Sascha walked toward Declan while a large gap opened between the tree and the landslide. She said they were almost far enough to get the bus through.

“What did the driver shout?” he asked as he wrapped his muscled arm around the chain. He said it while he fed it through his hands.

“It wasn't much...” she started to say.

“Heave.” Dustin neared Declan and was going in the other direction.

“They just shouted ayuda al hombre lobo.”

Declan slammed his feet into the surface of the asphalt. He felt the fire burning in his veins from the strain. “What does that mean?” The drivers jumped up and down with their arms raised in the air.

“It means help the wolfman.”

The chain dropped to the ground. Declan and Dustin gasped for air together. Kelvin wheezed while Sascha noticed him clutching at his head. She said nothing.

“Señor lobo. Gracias.”

“It’s no problem.”

“Anysing you want,” the driver said; in his best English.

Declan asked how far they were to the village of Tapaste, and the driver grinned and waved his hand. He muttered something in Spanish and pointed down the road.

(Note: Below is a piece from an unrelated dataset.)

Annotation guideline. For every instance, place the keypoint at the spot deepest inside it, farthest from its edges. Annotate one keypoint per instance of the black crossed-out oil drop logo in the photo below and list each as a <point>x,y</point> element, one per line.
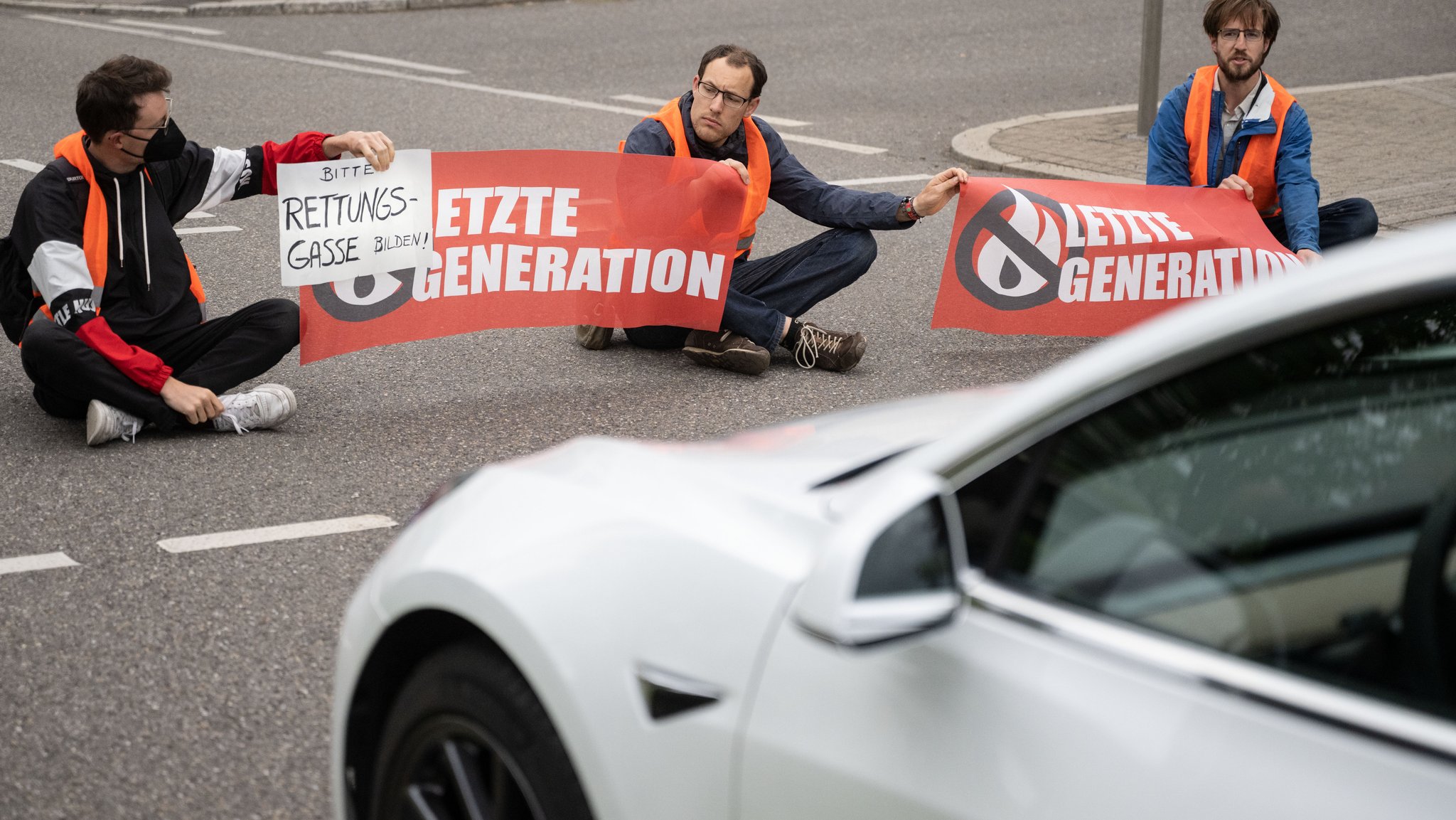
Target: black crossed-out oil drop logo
<point>365,297</point>
<point>1014,261</point>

Declan turned and looked at Sascha. She translated.

“He says to stick close and follow him. He’s heading there now.”

They got back on the bus and the doors closed. Declan grabbed the pole which stood (floor to ceiling) next to Andy. He pointed at the old off-white and rust-colored Buick.

I’ve always wanted to say this since I was a kid.

“Follow that car!”

“I’m the darkness born from light. I’m the force of evil fires which burn here tonight.”